From: Piotr Gasiorowski
Message: 7780
Date: 2001-07-03

*potis is directly reflected in Greek as <posis> 'husband'. <despote:s> is supposed to contain a secondary stem formation *pota:-, perhaps created on the analogy of numerous Greek masculines in -ta:(-s) > -te:s (<naute:s, poli:te:s>, etc.). Other branches have *poti- also in compounds, e.g. Lithuanian Z^emepatis 'earth-lord', Old Prussian waispatti- 'village-chief'.
 
As far as I remember, my tentative guess in the "Poseidon Thread" was that the <posei-> ~ <potei-> part was an old vocative (PIE N.sg. *potis, Gen.sg. *poteis, Voc.sg. *potei), like <iu-> (from Voc.sg. *djeu) in Latin Iuppiter.
 
On the etymology of Neptu:nus I'm simply agnostic. There is no change of -a:n- into -u:n- in Latin.
 
Piotr
 
 
 
 
----- Original Message -----
From: Eris
To: cybalist@yahoogroups.com
Sent: Tuesday, July 03, 2001 6:25 PM
Subject: Re: [tied] Neptune, Poseidon, Danu, etc.
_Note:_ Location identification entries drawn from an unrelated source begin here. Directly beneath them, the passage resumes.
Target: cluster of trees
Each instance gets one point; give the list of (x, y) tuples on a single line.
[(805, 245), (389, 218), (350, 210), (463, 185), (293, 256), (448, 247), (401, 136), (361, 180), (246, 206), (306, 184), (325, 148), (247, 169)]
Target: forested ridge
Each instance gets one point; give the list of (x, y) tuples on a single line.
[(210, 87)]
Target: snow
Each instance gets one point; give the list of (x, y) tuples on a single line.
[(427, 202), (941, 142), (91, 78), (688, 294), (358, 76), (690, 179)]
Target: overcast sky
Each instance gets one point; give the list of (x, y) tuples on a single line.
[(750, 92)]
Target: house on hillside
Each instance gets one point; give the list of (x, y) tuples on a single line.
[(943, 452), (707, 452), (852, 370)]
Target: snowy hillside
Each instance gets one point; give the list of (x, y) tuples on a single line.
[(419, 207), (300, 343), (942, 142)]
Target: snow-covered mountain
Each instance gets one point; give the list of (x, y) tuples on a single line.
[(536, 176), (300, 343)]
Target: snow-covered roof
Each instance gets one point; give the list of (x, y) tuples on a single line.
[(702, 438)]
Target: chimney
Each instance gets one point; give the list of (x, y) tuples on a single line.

At 08:54 7/3/01 +0200, you wrote:

> Is #2 [*potis 'lord, master'] also IE [or is it Greek]?
 
IE, no doubt about that. It has such cognates as Old Indian pati- and Lithuanian patis. The feminine counterpart was *potnih2- 'lady'.

Okay... I do know that there was an [Old?] Greek word despotes ("lord of the house", right?).  I assume potes is singular nominative and des is genetive of dem (but I thought it was dom in Greek, not IE dem... ah well).  Anyhow, would potes itself therefore have been the Greek form of potis?  Would that "kinda-sorta" explain where the -ei- comes from in PosEIdon?  Still unclear on that.

Also, concerning the Latin side of things, looking at the Etruscan name for the same, Nethanus, the a:n is there!  :)  But I don't understand why it would be u:n in Latin, unless earlier in Latin it was actually Neptanus and the Etruscans borrowed it before it changed (why?) to Neptunus.  Does that sound plausible?
(Sorry for the repeated question, but I am very curious about that change.)